Photo by CDC on Unsplash

Why is it important?

These sequences are persistent, meaning they occur across all the SARS-CoV-2 genomes studied in the paper. Furthermore, these are small sequences (12-13 nucleotides), making these regions more robust to mutation. This is relevant in viral testing and treatment since viruses are highly mutable. Furthermore, all the persistent sequences fall in regions without mutations, including SNPs. Additionally, all the mRAWs do not fall in the redundant areas that are usually associated with loops, copies, or poly-A tails. These Persistent minimal sequences can be used in diagnosis to design primers that identify SARS-CoV-2 infections or distinguish between coronavirus species, improving testing sensitivity.
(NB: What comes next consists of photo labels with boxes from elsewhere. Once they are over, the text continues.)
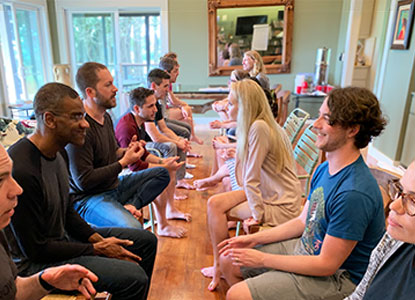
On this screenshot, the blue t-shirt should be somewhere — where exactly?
[301,157,385,284]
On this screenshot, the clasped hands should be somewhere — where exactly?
[119,135,146,168]
[90,233,141,263]
[42,264,98,299]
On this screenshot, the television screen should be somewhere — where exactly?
[235,15,268,35]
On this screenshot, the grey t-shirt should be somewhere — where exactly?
[0,230,17,300]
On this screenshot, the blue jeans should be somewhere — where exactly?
[74,167,170,229]
[19,228,157,300]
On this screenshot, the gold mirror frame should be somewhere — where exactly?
[208,0,294,76]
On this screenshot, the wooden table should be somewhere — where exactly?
[292,93,327,108]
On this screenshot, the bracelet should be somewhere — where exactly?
[39,270,55,291]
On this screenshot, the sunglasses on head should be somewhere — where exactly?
[389,179,415,217]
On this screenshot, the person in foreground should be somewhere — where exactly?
[5,83,157,299]
[0,145,98,300]
[218,87,386,299]
[345,161,415,300]
[202,79,301,291]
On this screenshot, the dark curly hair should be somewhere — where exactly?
[327,87,387,149]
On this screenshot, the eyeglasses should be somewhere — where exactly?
[389,179,415,217]
[50,111,86,122]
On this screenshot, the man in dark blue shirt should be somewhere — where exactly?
[219,87,386,300]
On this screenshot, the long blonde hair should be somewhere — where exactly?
[244,50,265,77]
[234,79,294,172]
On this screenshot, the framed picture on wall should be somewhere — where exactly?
[391,0,415,49]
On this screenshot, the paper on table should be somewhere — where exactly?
[199,86,229,92]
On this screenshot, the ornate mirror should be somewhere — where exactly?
[208,0,294,76]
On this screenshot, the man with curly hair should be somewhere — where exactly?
[219,87,386,299]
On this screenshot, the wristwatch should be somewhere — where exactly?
[39,271,55,291]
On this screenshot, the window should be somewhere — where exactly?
[69,12,161,117]
[0,2,52,104]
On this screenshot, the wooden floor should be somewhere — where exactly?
[148,125,228,300]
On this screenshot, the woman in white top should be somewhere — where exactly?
[242,50,269,90]
[202,79,301,291]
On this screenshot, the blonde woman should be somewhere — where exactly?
[242,50,269,90]
[202,79,301,291]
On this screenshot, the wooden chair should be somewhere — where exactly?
[283,108,310,144]
[294,125,320,202]
[370,167,401,225]
[276,90,291,126]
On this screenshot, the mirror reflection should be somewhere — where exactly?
[216,5,285,67]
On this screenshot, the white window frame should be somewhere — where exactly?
[55,0,169,65]
[0,0,53,115]
[55,0,169,113]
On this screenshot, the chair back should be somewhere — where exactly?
[276,90,291,126]
[283,108,310,144]
[294,125,320,196]
[272,83,282,95]
[370,167,401,219]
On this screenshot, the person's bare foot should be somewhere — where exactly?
[176,179,195,190]
[193,177,217,192]
[166,209,192,222]
[200,267,221,292]
[190,135,203,145]
[187,151,203,158]
[157,224,187,239]
[174,190,189,200]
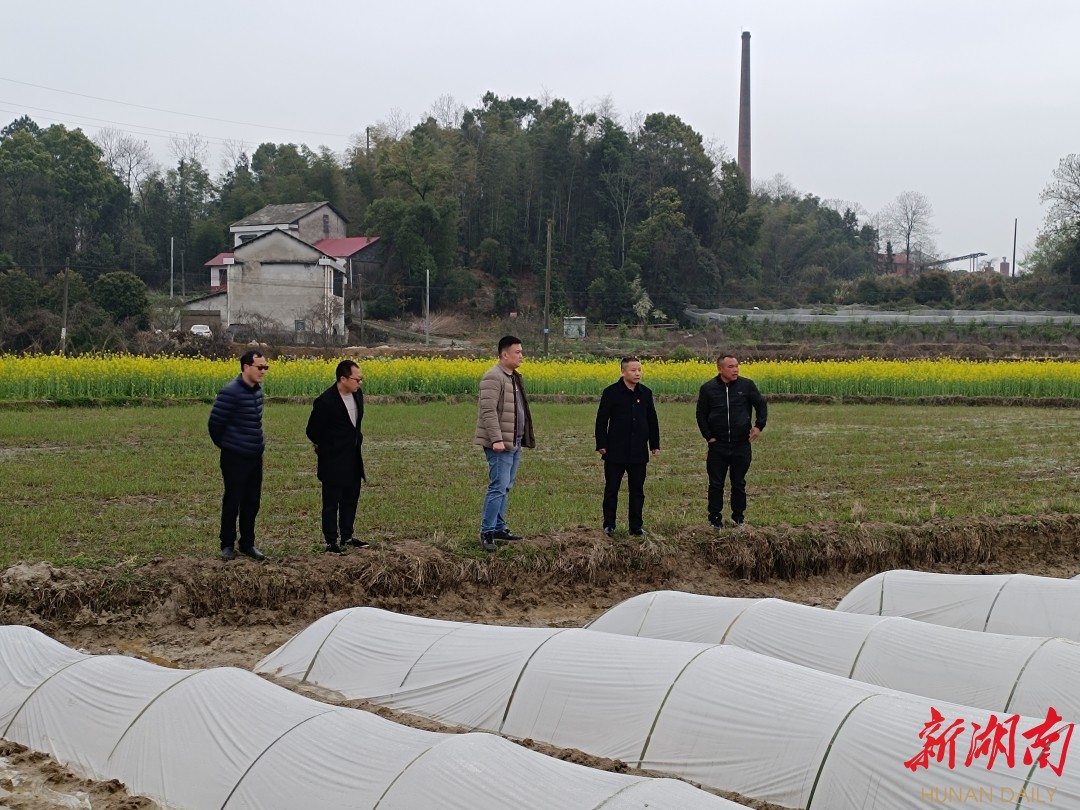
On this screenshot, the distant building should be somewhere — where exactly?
[180,202,383,343]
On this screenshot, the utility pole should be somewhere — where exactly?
[423,267,431,346]
[543,219,552,356]
[356,263,364,346]
[60,259,71,357]
[1009,217,1020,279]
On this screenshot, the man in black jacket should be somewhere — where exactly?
[206,350,269,561]
[596,357,660,537]
[698,354,768,528]
[307,360,368,554]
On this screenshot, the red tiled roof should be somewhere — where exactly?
[203,253,232,267]
[313,237,379,259]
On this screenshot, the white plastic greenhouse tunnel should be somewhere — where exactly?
[0,626,741,810]
[256,607,1080,810]
[836,570,1080,642]
[589,591,1080,720]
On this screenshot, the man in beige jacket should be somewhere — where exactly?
[473,335,536,551]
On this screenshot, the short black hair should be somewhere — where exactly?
[334,360,360,380]
[240,349,264,372]
[499,335,522,354]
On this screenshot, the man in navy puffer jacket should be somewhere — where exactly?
[698,354,768,528]
[207,350,268,561]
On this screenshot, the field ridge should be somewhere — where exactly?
[0,514,1080,632]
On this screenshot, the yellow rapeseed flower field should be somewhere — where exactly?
[0,354,1080,402]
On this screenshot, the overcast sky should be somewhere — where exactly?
[0,0,1080,270]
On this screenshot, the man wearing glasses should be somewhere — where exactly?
[307,360,368,554]
[207,350,269,561]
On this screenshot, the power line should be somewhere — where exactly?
[0,100,243,146]
[0,76,349,138]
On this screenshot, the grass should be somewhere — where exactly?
[0,403,1080,568]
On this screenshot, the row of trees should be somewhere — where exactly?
[0,98,1080,339]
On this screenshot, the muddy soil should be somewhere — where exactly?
[0,529,1078,810]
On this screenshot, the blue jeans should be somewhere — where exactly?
[480,444,522,531]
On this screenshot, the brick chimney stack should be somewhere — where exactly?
[739,31,750,187]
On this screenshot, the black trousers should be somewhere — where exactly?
[705,442,752,524]
[220,449,262,549]
[323,478,361,545]
[604,459,648,531]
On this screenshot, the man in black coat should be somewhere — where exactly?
[698,354,768,529]
[307,360,367,554]
[596,357,660,537]
[206,349,269,562]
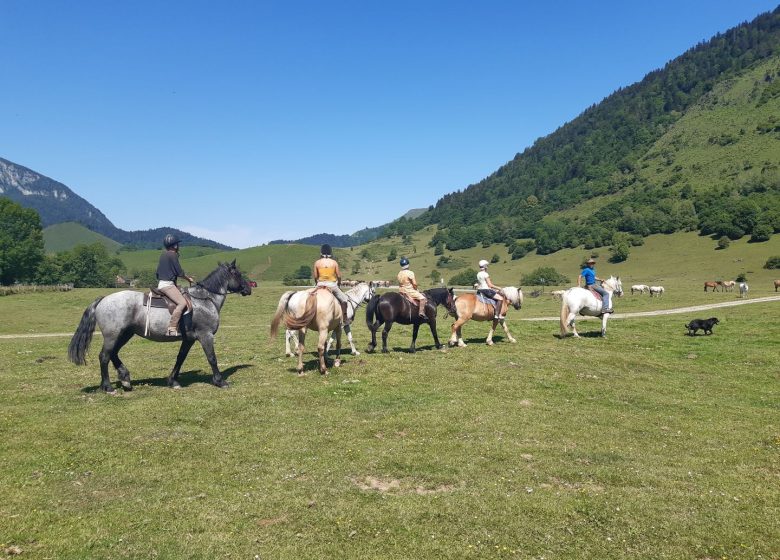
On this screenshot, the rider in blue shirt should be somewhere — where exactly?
[577,258,612,313]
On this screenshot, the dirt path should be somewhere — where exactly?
[520,295,780,321]
[0,295,780,340]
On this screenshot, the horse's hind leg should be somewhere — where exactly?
[168,338,195,389]
[111,330,133,391]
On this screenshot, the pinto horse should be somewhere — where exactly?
[561,276,623,338]
[449,286,523,347]
[366,288,456,353]
[68,260,252,393]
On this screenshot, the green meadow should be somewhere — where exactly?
[0,268,780,559]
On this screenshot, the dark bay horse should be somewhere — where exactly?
[68,260,252,393]
[366,288,456,353]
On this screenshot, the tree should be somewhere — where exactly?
[0,197,44,284]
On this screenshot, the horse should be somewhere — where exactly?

The evolution of SARS-CoV-2 is supplied by replicating RNA sequences with mutations, mainly SNPs, harming the RT-PCR method’s sensitivity. Identifying persistent minimal sequences in SARS-CoV-2 allows for enhancing the RT-PCR methodologies by using conserved regions between multiple genomes of SARS-CoV-2. The reported PmRAWs are absent from other human coronaviruses and diminish the probability of cross-reaction. Moreover, identifying persistent sequences absent from the human genome and transcriptome permits isolating the SARS-CoV-2 signal from possible human material that abounds in the cell in higher magnitude orders of quantity. The identified Persistent minimal sequence found in the Spike glycoprotein coding sequence may be a key for a potential target therapeutic, given its singularity, persistency, and exposure at the Spike protein surface. The SARS-Cov-2 Spike (S) glycoprotein is being used as a target for vaccines because Spike binds into the angiotensin-converting enzyme (ACE) 2 human receptor for a further injection of the viral mRNA into the human cell. The methodology can be applied to any viral sequence. In the future, this can be used to create more efficient tests and treatments for other types of viral infections.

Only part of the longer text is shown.